Gabe Kaptchuk is an Assistant Research Professor of Computer Science in the College of Arts and Sciences and Research Development Fellow at BU’s Hariri Institute for Computing and Computational Science & Engineering. He explained how easy it is for large datasets to get “sucked up by surveillance systems” and the ways that have been discovered to prevent this. He pointed to a process called secure multiparty computing, which enables transactions without either party revealing proprietary data.

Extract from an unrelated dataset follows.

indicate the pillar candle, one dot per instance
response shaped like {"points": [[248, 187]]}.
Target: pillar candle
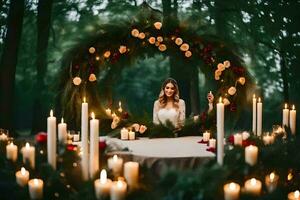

Mayank Varia is CDS Associate Professor of Computing and Data Science and Director of the Hub for Civic Tech, the CDS initiative at the intersection of technology and the public interest. He discussed the importance of technology and the law working hand in hand.

And Eran Tromer outlined a series of steps Congress can take to help technologists create an ECASH that will work, including resolving ambiguities in laws and policies. Tromer, a computer scientist whose resume includes stints at Columbia University and Tel Aviv University, is expected to begin faculty appointments at CAS in Computer Science and the Questrom School of Business early this year. next.

The audience of more than 60 at LAW’s Barristers Hall included university president Robert A. Brown and law school dean Angela Onwuachi-Willig and law professor Ryan Roth Gallo and Ernest J. Gallo, who both spoke briefly, and Azer Bestavros, associate provost for computing and data science and a professor emeritus William Fairfield Warren, who moderated.

The Faculty of Computing and Data Science sponsored the event with BU Federal Relations.